Originally Posted by JohnQuig:
“I recorded Dirty Dozen today, looked like Channel 5 were showing it in 1.78:1 - do you happen to know if that's right? IMDb has it listed as 2.20:1”
The IMDb trips over itself yet again!*
THE DIRTY DOZEN was shot in hard-matte spherical 35mm (ie. black borders burned into the image top and bottom during principal photography, which meant the central image could be properly centred on-screen during theatrical exhibition), and the website in70mm.com says the AR was 1.75:1. The process is billed as 'Metroscope' on some contemporary ad-mats, but there's no such process - it was just a fancy way of luring punters at a time when screen formats were a commercial virtue.

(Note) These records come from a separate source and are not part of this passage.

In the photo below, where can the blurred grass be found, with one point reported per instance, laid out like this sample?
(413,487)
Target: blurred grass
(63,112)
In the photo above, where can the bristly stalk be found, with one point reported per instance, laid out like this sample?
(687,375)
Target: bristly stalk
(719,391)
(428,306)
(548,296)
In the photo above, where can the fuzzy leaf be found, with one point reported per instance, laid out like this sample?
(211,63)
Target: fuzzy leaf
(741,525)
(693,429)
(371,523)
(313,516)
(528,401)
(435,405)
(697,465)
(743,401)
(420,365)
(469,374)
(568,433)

The film was blown-up to 70mm for some engagements, presumably with the same AR (it would be 'pillarboxed' on the 2.21:1 frame, black bars down the sides, though you wouldn't see those on-screen).
It
could have been screened in the larger format at any ratio between 1.66:1 and 1.85:1 (depending on whether the matting allowed anything wider than 1.75:1), but the IMDb's insistence on '2.20:1' (actually 2.21:1 until the late 1970's) is probably down to the fact that they think the shape of the frame is paramount, NOT the projected image. It has led to a ludicrous situation whereby many post-1953 35mm films are listed on the main page as '1.33:1', even though the
intended projected image is anywhere from 1.66 to 1.85, which you wouldn't know unless you clicked on the Technical Specifications (and how many people would do
that, do you wonder?!!). With TDD, they've simply listed the shape of the frame, not the intended theatrical image.
I'm told the film WAS released in some territories at 2.21, but was hideously cropped, a fact borne out by a recent DVD version released in Europe (including the UK), cropped to similar dimensions and generating critical heat from all corners of the Net. That has subsequently been corrected, and all subsequent versions are correctly framed at around 1.78:1.
* It doesn't help that anyone can edit info on the site, which means that even if you correct misinformation, someone else can come along and mess it up again while your back is turned!